Still, we rediscovered the joys of crappy little mopeds, and spent an
entire day out riding with three lads to the nearby beaches, feeling
like a chapter of Hell's Angels and sounding like a platoon of
hairdryers. The weather was crap and it was coming up to the full moon
though, so we headed over to Koh Pha Ngan, off the east coast, for the
famous Full Moon Party. We ended up at a resort owned by a complete
stoner who distributed spliffs from a Pringles box-full every night,
thus ensuring that none of the guests ever left. This got a bit boring,
actually, despite the beach and gorgeous weather, so we hired scooters
again and, coming home one evening, I stupidly left my handbag in my
front basket, so the two men who came up behind me with their lights off
only needed to lean over and deftly snatch it before speeding off. I
stopped chasing them when I realised I was more likely to crash and die
than get my bag back. Still, every cloud... I've bought a much nicer
camera in anticipation of the insurance! The most annoying thing is that
I lost an excellent video clip of Mischka drunkenly singing along to
'Hey Ya!' on her Walkman, and attempting to dance along while lying on
the bed in her nightie.
The Full Moon party itself was rubbish. I assume it gained its
reputation in the days before crackdowns by Thai police meant that most
people's stimulant of choice is sang som, the local death brew (some
relation to whisky, but supposedly hallucinogenic), which is literally
sold by the bucket on the street leading down to the beach. The
predictable result is Faliraki-style scenes of unattractive chaos, with
sunburnt teenagers passing out on the beach and p*ssing in the sea to
the accompaniment of standard dance tunes and Euro-pop.
We moved on swiftly to Koh Tao, where I did my advanced scuba diver
course and we spent the evenings watching suspiciously recent films at
local bars, giggling at the frequently audible laughter from the
original cinema audience and the occasional large, moving black area
where someone had obviously stood up in front of the video camera. The
diving was good, although the obligatory night dive, which I'd been
terrified about, was actually quite dull, as you can only see within a
small space illuminated by your torch.
Our arrival in polluted, cheerfully chaotic Bangkok more or less
coincided with the start of Euro 2004. The first two England games made
us wish we hadn't stayed up till 1-bloody-45-AM to watch, the France one
for obvious reasons and the second because of an embarrassing episode
involving a couple of drunken English boys doing their noisy best to
pick a fight, for a good half-hour and to the dismay of all the locals,
with a tall Australian who admirably refused to rise. The third match,
of course, entirely made up for the previous two! We watched it here in
Chiang Mai, (Northern Thailand) in a bar where, sadly, there weren't
many English people. Luckily, a large Irish contingent were there to
good-naturedly cheer us on, while a lone, dessiccated-looking Scot
provided a contrast by sitting in the corner, muttering the standard
spiel about not hating England, but... to the largely indifferent people
within hearing distance.
We're off to Pai tomorrow, so we decided to go for a massage today,
something we've been intending to do for ages. We thought it would be
relaxing, so we were rather surprised to be nearly beaten to death! In
serious danger of getting the giggles, I desperately avoided Mischka's
eye as I was bent agonisingly back, almost double, at one point, and in
fact we only just made it out before starting to laugh... shakily. My
masseuse was a girl who clearly likes her pies and at one point, when
she was kneeling on my back, Mischka swears she heard my ribcage
creaking. Still, any aches and pains I had before have disappeared
entirely, replaced by new ones and probably a fine set of bruises.
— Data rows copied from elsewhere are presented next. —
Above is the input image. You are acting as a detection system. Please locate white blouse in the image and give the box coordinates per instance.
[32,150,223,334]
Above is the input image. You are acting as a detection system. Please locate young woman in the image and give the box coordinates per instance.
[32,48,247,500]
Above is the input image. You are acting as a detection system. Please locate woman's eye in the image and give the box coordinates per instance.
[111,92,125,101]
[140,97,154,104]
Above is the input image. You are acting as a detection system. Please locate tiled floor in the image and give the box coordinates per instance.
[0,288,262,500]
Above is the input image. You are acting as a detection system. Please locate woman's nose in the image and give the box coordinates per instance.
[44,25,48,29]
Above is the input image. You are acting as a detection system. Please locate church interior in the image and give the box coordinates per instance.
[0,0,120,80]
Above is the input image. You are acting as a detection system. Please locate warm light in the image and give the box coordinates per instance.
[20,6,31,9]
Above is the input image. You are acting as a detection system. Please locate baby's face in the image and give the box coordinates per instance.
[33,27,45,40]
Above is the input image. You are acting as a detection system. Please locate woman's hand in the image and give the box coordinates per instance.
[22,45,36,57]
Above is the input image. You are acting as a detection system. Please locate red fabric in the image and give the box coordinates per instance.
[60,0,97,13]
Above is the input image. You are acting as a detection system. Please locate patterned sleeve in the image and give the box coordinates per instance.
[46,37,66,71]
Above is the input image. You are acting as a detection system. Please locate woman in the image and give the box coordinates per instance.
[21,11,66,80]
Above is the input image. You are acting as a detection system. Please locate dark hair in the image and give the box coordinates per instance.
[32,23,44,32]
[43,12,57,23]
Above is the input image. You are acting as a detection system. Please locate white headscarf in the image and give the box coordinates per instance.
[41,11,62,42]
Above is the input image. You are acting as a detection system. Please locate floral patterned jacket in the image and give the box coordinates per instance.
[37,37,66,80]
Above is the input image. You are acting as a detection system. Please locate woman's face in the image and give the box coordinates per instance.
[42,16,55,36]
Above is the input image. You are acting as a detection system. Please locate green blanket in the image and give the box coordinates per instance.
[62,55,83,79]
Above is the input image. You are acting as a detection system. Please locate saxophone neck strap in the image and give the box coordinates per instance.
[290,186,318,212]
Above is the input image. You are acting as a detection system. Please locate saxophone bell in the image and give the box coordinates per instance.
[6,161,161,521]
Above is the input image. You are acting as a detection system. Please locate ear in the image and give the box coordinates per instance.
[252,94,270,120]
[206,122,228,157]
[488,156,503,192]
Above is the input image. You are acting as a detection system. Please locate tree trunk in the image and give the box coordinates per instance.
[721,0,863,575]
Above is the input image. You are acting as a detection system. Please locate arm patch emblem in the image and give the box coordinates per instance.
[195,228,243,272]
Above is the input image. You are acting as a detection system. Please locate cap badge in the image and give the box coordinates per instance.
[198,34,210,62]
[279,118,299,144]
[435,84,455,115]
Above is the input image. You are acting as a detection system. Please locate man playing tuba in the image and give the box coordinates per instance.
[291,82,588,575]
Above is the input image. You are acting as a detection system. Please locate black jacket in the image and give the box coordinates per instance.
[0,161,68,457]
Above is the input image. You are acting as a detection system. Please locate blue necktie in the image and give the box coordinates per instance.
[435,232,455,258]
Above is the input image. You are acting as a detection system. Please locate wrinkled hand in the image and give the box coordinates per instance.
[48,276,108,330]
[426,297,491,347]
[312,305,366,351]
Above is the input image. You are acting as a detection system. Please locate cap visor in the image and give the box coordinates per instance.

Chiang Mai is old and beautiful, full of wats (temples) like Bangkok,
but within a much smaller and more relaxed area. There are orange-robed,
shaven-headed monks to stare at on every street, and the wats are so
ornate, they could have been designed by Liberace (or Versace, for my
younger readers ;o) ). And we've been hiring scooters again...!
That's all from me for the moment. I thought I'd better get this off
while I'm still in a good mood, ie before tomorrow's game with Portugal.
I hear the weather's good back home, so I hope you're all enjoying it!